= Centered riding =

Method of horse riding and riding instruction

Centered Riding is a method of horse riding and riding instruction that is based on the idea of having the rider seated in the most effective position. It combines elements of martial arts, yoga, and tai chi with knowledge of horsemanship to create a system where the rider is centered and balanced in the saddle. Originally developed by Sally Swift, since her death, Centered Riding has been trademarked by a non-profit educational organization that promotes awareness and teaches the principles of Centered Riding internationally. The widespread acceptance of the method marked a significant shift in horsemanship from rote, military-style instruction to a more psychological approach.

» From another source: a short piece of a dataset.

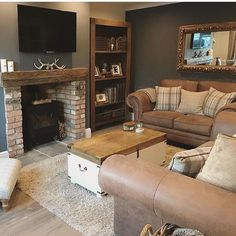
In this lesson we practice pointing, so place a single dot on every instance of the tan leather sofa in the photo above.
(188, 129)
(145, 193)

The basic components of the centered riding system are "soft eyes", breathing, balance or building blocks, and centering. Soft Eyes is a concept used in many sports in order to relax the athlete and expand their peripheral vision. Swift recommended that riders relax their visual acuity and direct more attention to the tactile interaction between horse and rider.

==History==

Centered riding was created by Sally Swift (21 April 1913 - 2 April 2009). At age 62, after retiring from a career in agriculture including the American Holstein (cattle) Association, Swift focused full-time on riding instruction and the development of her Centered Riding Techniques. As she developed her techniques and taught people about the Four Basics of Centered Riding, she also published two books that serve as the foundation manuals for the technique, as well as a number of other articles and videotapes.